“He loved families and he loved the idea of getting them out in the mountains and the open air, and his great joy was talking to the families that were seeking the treasure,” said Dorothy Massey, the owner of Collected Works Bookstore in Santa Fe, who called Mr. Fenn a friend and a mentor. “That was the important thing to him.”
Ms. Massey said Mr. Fenn had given her store the publishing rights to “The Thrill of the Chase,” which drew so many explorers to Santa Fe that it had “quite an effect on the general economy of the city.”
Forrest Burke Fenn was born on Aug. 22, 1930, in Temple, Texas. He spent idyllic summers fishing around Yellowstone National Park, and hunting for arrowheads with his father, a schoolteacher, and his football coach, both avid collectors. He found his first arrowhead when he was 9 and told The New York Times in 2017 that it was still “the most prized possession in my collection.”
“My father taught me to not dwell on the center line, but to go out to the edge and see what was there,” he said. “That thought manifested itself in many ways in my later life.”
Mr. Fenn graduated from Temple High School in 1947 but struggled academically and joined the Air Force in 1950 after studying for several years at Temple Junior College, according to the Super Sabre Society, an organization dedicated to the history of the F-100 Super Sabre and the pilots who flew the aircraft.
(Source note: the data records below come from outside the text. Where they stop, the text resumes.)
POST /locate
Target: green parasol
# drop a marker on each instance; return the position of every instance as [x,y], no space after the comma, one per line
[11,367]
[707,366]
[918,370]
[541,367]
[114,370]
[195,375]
As a pilot in the Vietnam War, he flew 328 combat missions in 348 days and was shot down twice, in Vietnam and Laos, he said.
In the 1970s and 1980s, the Santa Fe art gallery he opened attracted big-name buyers. A 1986 profile in People magazine reported that former President Gerald R. Ford, Jacqueline Kennedy Onassis, Robert Redford, Cher and Steve Martin were among the patrons paying high prices for oil paintings and Native American art and artifacts.